A week after Linden Lab said it was raising the cost of buying and maintaining much of the virtual land in Second Life, leading to open revolt among many users, the company has significantly revised its pricing policies. Citing enormous customer feedback, Linden CEO Mark Kingdon laid out the revision today on the company’s blog.
At issue are the fate of so-called “Openspaces,” Second Life regions where wilderness and open ocean predominate. Such regions were designated for “light use” when Linden put them up for sale earlier this year, but that term was somewhat ambiguously defined, and what happened next is a case study in the challenges inherent in managing user-generated content. Many residents began building massive constructions and businesses on their Openspaces, causing unexpected server load. Meanwhile, others kept their land use comparatively light, adding Openspaces to existing property to buy a better view, for example, or to use as extra space for virtual sailing and other activities. No one was happy when the company announced the price hikes, but the light users in particular felt unfairly penalized.

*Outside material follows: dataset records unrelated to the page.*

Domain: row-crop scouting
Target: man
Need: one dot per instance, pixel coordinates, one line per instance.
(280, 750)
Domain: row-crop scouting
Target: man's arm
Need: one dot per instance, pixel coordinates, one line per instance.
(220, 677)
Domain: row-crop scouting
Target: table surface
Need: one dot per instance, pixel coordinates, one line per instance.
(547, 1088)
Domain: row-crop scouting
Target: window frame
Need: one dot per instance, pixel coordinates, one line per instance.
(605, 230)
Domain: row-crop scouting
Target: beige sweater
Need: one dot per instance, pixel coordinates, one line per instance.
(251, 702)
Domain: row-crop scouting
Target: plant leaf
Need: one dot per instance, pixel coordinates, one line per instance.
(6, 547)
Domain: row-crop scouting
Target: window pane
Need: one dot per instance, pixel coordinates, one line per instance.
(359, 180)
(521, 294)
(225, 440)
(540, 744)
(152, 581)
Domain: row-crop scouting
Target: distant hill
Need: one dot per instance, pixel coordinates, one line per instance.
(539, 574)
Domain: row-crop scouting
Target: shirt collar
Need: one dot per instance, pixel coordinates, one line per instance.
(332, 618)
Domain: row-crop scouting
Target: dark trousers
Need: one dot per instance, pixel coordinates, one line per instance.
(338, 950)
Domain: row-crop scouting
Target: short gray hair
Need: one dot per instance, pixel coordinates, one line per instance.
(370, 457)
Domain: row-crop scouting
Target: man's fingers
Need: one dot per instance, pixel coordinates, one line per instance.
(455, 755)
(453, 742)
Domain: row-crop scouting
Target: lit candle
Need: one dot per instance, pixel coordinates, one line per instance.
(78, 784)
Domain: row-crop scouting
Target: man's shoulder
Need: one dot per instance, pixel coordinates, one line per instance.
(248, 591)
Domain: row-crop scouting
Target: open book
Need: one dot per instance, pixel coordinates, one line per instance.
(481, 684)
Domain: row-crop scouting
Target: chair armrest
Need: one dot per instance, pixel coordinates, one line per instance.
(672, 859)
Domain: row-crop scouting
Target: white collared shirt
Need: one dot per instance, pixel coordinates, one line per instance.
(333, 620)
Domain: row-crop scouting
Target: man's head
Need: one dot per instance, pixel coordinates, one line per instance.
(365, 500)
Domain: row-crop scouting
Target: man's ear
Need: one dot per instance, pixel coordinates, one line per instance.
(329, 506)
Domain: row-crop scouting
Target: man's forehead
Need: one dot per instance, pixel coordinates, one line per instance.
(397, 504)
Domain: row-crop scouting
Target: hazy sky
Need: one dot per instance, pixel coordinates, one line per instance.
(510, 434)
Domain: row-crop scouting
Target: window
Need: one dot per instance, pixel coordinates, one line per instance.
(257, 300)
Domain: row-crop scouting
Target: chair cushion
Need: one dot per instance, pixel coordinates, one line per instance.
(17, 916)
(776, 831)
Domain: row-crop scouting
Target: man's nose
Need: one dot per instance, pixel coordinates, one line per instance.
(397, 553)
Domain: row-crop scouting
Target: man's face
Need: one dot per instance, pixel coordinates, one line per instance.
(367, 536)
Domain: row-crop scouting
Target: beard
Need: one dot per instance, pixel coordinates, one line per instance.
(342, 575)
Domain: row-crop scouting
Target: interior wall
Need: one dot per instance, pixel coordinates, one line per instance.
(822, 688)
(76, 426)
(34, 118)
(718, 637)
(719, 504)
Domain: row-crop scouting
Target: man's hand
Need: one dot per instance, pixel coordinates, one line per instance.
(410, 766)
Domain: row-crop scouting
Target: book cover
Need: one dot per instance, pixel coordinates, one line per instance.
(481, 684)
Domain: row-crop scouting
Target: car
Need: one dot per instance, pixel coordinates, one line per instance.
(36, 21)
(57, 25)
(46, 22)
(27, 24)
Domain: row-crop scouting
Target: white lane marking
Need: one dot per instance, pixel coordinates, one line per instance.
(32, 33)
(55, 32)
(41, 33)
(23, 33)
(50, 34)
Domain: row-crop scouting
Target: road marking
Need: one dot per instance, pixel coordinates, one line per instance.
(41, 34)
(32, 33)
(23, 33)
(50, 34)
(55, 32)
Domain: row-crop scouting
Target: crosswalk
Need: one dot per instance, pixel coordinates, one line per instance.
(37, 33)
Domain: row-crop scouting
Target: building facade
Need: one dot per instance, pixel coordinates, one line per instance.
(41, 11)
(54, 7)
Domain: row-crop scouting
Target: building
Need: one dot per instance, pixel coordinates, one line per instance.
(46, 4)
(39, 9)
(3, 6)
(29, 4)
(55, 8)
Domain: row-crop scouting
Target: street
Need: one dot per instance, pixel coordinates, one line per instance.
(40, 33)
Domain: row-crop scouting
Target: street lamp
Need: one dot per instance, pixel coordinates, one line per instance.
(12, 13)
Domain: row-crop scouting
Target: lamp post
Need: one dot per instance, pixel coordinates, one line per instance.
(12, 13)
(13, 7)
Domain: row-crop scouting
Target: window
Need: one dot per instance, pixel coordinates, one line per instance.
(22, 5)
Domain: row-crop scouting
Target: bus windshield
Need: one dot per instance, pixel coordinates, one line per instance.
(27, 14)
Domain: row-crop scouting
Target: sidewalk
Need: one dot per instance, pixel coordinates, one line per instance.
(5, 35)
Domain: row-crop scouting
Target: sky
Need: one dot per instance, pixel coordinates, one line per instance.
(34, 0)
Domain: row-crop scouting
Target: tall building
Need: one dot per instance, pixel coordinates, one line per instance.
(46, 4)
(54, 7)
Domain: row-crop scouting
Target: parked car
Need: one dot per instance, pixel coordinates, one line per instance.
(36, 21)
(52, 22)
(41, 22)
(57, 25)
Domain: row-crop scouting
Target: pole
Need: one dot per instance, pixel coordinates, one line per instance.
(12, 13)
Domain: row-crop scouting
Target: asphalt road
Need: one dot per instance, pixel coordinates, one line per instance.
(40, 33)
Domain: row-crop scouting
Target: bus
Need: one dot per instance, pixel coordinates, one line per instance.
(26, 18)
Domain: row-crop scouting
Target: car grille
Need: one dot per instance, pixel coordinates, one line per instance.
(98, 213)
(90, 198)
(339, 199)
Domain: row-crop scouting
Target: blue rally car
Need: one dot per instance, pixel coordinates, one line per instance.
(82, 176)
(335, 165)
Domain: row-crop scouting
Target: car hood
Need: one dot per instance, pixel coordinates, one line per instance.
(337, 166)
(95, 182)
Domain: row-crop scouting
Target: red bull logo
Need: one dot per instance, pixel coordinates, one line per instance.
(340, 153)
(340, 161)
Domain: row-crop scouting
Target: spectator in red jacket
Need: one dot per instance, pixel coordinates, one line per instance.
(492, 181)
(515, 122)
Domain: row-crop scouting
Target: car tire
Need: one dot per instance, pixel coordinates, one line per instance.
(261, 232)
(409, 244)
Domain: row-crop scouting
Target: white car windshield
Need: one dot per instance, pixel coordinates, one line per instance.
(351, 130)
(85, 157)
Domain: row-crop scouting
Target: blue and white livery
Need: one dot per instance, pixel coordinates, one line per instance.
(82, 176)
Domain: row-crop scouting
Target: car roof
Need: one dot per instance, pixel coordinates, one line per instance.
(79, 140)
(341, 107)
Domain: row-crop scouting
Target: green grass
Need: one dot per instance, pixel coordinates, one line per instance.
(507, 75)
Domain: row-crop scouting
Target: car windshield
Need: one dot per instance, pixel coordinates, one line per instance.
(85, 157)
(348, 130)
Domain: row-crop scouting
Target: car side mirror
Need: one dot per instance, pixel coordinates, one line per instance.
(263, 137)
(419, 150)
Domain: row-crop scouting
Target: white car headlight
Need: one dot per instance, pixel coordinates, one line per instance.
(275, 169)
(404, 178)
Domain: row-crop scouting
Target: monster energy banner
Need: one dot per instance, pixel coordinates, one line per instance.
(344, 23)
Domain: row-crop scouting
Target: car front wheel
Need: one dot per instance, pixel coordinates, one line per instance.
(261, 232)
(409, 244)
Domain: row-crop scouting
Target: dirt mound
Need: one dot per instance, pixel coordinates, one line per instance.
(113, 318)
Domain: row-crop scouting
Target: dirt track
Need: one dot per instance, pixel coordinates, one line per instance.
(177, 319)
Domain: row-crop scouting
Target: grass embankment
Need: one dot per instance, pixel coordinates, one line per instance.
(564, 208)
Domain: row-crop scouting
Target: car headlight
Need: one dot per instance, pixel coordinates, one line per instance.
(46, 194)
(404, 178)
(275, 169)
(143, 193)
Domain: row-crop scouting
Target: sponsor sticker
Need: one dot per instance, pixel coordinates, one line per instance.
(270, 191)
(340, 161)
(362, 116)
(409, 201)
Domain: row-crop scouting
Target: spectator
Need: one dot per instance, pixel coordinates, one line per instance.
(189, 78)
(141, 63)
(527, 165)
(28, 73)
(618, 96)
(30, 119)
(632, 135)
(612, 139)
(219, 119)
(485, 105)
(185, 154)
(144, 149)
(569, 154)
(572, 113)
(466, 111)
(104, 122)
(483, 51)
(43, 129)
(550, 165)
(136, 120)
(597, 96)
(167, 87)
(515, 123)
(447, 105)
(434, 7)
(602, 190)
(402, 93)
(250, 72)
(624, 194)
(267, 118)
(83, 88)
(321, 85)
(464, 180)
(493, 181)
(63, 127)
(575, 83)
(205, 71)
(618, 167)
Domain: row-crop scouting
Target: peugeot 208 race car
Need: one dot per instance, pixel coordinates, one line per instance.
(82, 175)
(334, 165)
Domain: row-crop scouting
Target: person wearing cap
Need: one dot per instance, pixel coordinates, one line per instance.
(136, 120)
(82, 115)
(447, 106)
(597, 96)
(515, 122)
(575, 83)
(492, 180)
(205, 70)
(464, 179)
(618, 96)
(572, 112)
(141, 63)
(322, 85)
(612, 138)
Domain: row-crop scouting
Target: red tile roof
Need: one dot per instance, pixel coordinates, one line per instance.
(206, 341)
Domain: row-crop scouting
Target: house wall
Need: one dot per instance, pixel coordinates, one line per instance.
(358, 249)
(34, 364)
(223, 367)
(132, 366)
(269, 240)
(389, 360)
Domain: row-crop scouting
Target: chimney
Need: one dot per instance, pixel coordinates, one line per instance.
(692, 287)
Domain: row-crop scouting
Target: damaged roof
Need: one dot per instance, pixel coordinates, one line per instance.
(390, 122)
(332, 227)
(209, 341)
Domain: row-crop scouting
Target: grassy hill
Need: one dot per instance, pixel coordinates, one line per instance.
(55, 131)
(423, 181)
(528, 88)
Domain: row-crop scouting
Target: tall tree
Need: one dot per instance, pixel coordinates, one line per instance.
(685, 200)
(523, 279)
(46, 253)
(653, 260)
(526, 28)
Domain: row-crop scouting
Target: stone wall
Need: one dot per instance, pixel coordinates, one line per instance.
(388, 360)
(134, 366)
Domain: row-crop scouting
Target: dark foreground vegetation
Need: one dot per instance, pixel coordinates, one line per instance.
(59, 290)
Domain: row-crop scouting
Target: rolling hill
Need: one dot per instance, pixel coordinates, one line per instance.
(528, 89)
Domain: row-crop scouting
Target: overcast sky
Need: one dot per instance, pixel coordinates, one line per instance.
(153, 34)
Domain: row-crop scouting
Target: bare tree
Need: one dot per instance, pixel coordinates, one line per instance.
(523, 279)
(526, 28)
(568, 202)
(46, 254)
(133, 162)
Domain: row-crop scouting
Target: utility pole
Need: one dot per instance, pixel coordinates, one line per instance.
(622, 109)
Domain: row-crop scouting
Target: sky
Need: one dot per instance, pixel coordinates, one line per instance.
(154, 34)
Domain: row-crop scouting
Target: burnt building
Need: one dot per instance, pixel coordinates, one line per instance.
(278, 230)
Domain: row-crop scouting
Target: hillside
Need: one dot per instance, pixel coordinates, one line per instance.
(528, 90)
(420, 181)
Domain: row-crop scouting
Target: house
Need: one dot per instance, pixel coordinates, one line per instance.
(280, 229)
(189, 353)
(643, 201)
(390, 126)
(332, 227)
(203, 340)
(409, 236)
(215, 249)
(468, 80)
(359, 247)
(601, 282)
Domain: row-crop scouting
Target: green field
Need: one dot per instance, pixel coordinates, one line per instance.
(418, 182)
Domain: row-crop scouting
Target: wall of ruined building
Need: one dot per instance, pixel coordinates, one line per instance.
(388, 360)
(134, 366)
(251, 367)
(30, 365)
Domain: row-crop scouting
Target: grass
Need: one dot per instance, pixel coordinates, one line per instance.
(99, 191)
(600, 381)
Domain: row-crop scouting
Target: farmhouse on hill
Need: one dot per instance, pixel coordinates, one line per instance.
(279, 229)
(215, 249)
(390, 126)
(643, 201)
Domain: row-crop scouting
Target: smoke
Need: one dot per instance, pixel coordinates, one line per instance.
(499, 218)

In the revision, Openspace owners who comply with these regions’ original intent will be exempt from the increase, but will have to abide by technical limitations that Linden Lab is now implementing into their world’s server architecture, to insure they’re kept light use. Those who don’t comply will eventually pay the original price hike. So far, the virtual world’s user base seems largely receptive to the change. In an unscientific survey on my Second Life blog, reaction currently runs overwhelmingly positive, with nearly 70 percent describing themselves as satisfied — though much of them, just begrudgingly so.